You might want to disable these, and when a database record is created, your program might send you used emails, and in order not to disturb them, when you load the data, you need to make sure that they are disabled, Here's one way to handle this and we use a detector to make sure that the signal is not triggered.
Constraints (like non-empty, unique and foreign keys)

Our database migration process met with many of the problems, such as a foreign key constraints, but the other one table, one empty record, but not allowed in the model definition, such as copying unique constraints exist in the process, all these need manual intervention, I have to use SQL remove these statements Dumpdata and loaddata will detect these, so your the consistency of the database must be a clean state.

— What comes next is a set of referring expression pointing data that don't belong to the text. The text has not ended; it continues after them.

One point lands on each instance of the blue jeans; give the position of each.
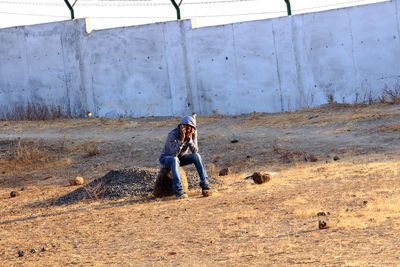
(174, 162)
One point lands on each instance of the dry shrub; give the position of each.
(89, 148)
(395, 127)
(390, 96)
(95, 192)
(28, 156)
(92, 151)
(163, 185)
(33, 112)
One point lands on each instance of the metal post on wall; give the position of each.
(177, 7)
(288, 7)
(71, 8)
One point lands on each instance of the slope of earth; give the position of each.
(338, 160)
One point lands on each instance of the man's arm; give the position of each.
(174, 145)
(193, 143)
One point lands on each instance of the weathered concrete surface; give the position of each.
(40, 64)
(283, 64)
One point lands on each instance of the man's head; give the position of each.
(189, 120)
(188, 124)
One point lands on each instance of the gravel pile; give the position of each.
(136, 181)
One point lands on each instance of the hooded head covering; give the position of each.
(190, 120)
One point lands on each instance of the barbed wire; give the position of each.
(36, 15)
(121, 3)
(170, 17)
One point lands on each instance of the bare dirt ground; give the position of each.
(341, 159)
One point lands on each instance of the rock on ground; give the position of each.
(136, 181)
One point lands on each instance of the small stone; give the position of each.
(322, 224)
(260, 178)
(313, 158)
(14, 194)
(206, 193)
(77, 181)
(225, 171)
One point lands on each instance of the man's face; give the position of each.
(189, 130)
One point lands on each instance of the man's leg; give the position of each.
(173, 163)
(198, 162)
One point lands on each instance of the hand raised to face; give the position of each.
(186, 132)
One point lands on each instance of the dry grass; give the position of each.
(34, 112)
(89, 148)
(320, 115)
(28, 156)
(395, 127)
(243, 224)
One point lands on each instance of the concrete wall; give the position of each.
(283, 64)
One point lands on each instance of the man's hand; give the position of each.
(189, 133)
(183, 132)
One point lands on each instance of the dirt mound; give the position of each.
(136, 181)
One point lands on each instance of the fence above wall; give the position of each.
(170, 69)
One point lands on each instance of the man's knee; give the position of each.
(175, 161)
(197, 156)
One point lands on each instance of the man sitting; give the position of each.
(175, 153)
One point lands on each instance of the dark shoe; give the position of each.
(181, 195)
(206, 190)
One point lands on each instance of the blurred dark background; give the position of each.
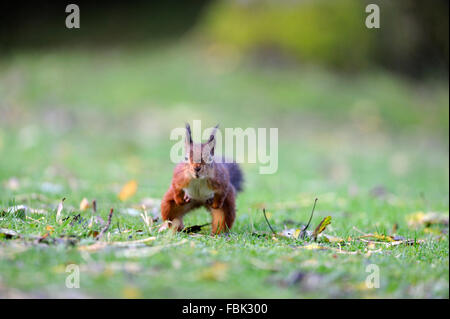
(412, 40)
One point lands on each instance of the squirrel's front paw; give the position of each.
(214, 204)
(186, 198)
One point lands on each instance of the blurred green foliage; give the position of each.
(326, 32)
(412, 38)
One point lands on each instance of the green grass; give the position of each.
(81, 124)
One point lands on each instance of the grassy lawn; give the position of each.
(373, 148)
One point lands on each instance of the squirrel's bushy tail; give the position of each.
(236, 176)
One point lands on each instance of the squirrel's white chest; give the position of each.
(198, 190)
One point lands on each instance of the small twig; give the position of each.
(59, 210)
(303, 232)
(108, 223)
(264, 212)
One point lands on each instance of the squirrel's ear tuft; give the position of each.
(213, 133)
(188, 134)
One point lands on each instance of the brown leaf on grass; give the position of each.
(50, 229)
(216, 272)
(321, 227)
(84, 204)
(59, 210)
(128, 190)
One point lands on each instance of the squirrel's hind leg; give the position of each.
(223, 218)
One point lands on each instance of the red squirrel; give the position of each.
(202, 182)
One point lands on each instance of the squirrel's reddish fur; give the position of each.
(204, 183)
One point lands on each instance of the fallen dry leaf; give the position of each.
(84, 204)
(128, 190)
(216, 272)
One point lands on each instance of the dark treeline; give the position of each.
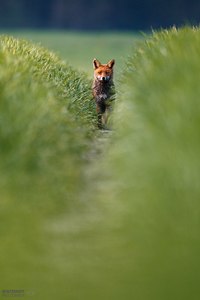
(102, 15)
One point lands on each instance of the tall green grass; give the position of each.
(133, 229)
(149, 178)
(46, 124)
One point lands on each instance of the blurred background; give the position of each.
(98, 15)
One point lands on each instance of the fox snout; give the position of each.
(103, 72)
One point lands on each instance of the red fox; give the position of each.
(103, 90)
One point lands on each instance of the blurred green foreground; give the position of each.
(120, 224)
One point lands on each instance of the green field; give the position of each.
(79, 48)
(86, 214)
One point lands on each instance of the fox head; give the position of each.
(103, 72)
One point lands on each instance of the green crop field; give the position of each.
(89, 214)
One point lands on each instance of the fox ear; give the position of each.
(111, 63)
(96, 63)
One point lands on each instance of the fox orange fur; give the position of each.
(103, 90)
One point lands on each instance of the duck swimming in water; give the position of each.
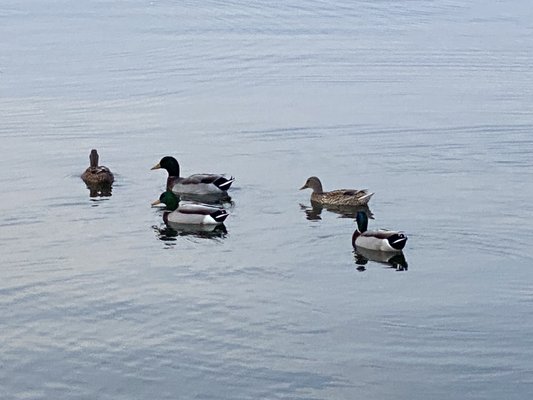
(380, 240)
(189, 214)
(97, 174)
(340, 197)
(197, 184)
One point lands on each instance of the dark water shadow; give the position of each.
(170, 231)
(97, 191)
(394, 261)
(314, 212)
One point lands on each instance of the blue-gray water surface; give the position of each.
(426, 103)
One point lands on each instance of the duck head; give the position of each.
(170, 164)
(169, 199)
(314, 184)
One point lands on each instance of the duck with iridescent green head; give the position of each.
(380, 240)
(190, 213)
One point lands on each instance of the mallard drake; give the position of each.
(394, 259)
(189, 214)
(380, 240)
(340, 197)
(197, 184)
(97, 174)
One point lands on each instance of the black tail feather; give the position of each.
(397, 241)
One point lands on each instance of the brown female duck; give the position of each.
(340, 197)
(97, 174)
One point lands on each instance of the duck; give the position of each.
(340, 197)
(197, 184)
(189, 214)
(380, 240)
(97, 174)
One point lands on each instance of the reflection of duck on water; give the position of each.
(314, 212)
(170, 231)
(393, 260)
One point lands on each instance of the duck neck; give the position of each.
(93, 159)
(171, 201)
(355, 235)
(362, 221)
(170, 182)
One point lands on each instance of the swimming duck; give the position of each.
(193, 214)
(197, 184)
(380, 240)
(341, 197)
(97, 174)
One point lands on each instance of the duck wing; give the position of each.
(352, 192)
(218, 180)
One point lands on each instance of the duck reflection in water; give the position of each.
(314, 212)
(99, 190)
(392, 260)
(169, 232)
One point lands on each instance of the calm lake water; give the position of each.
(426, 103)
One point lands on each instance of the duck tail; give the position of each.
(397, 241)
(224, 183)
(364, 199)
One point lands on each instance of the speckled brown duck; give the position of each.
(340, 197)
(97, 174)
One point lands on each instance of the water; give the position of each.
(428, 104)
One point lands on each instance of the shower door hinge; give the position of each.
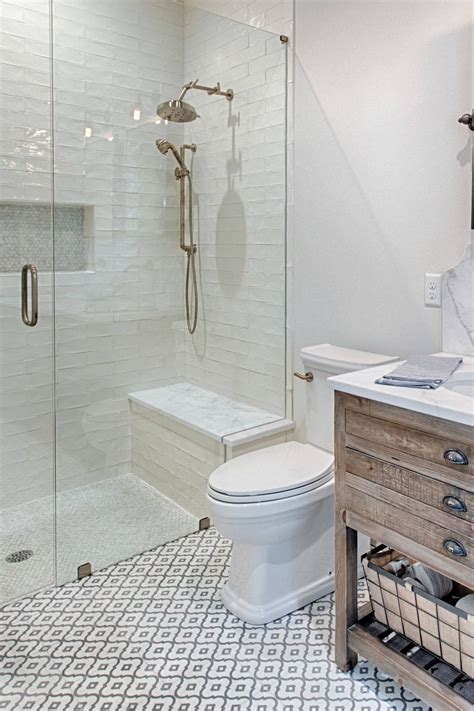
(84, 570)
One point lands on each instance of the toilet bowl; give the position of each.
(277, 505)
(279, 536)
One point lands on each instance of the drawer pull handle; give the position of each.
(455, 456)
(455, 504)
(454, 547)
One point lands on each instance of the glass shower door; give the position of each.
(27, 548)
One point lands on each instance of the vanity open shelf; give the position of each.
(405, 479)
(411, 665)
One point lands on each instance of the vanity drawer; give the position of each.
(448, 542)
(439, 450)
(447, 498)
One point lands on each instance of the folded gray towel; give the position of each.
(428, 372)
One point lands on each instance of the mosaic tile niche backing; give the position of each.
(26, 236)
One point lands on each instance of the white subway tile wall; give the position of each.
(119, 325)
(120, 321)
(26, 372)
(239, 181)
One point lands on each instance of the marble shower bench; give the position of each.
(181, 433)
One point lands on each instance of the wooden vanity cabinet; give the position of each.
(407, 480)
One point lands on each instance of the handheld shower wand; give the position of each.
(182, 173)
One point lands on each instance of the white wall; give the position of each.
(382, 169)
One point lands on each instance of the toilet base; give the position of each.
(259, 615)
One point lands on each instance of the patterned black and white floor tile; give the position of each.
(151, 633)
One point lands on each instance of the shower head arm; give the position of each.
(210, 90)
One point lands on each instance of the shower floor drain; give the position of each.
(19, 556)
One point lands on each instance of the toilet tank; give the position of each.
(323, 361)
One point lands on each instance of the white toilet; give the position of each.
(277, 504)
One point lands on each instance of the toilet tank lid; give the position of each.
(341, 360)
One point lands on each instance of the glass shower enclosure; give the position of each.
(112, 413)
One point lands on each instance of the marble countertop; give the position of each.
(443, 402)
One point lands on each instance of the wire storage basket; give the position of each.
(437, 625)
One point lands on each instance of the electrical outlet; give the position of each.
(433, 290)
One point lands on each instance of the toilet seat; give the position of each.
(278, 472)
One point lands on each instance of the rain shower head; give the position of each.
(177, 111)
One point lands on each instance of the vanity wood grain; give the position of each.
(394, 484)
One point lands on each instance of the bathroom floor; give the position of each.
(97, 524)
(150, 633)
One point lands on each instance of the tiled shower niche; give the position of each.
(26, 236)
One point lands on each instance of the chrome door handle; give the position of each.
(304, 376)
(454, 503)
(31, 271)
(455, 456)
(454, 547)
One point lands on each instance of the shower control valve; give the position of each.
(467, 120)
(181, 173)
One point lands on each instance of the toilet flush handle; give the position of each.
(304, 376)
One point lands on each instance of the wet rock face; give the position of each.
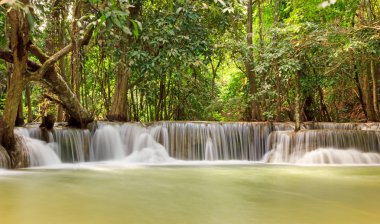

Hard coded for the primary key

This was painful, because in our test suite, there was a lot of hard coding of primary keys everywhere, so many tests failed, because the sequence method processed by PostgreSQL was not quite the same as that of mysql. I had to manually modify over 700 test cases, most of which were simple but time-consuming.

native SQL statement

Fortunately, we only used native sql in one place, and some of the functions in mysql don't work in PostgreSQL, so we can just change them to functions that do the same thing in PostgreSQl.

case sensitive

String comparisons are case-sensitive in PostgreSQL, but not in Mysql. I also had some problems migrating non-Django data tables. When the index was created, the command required id, but the field name was Id(I).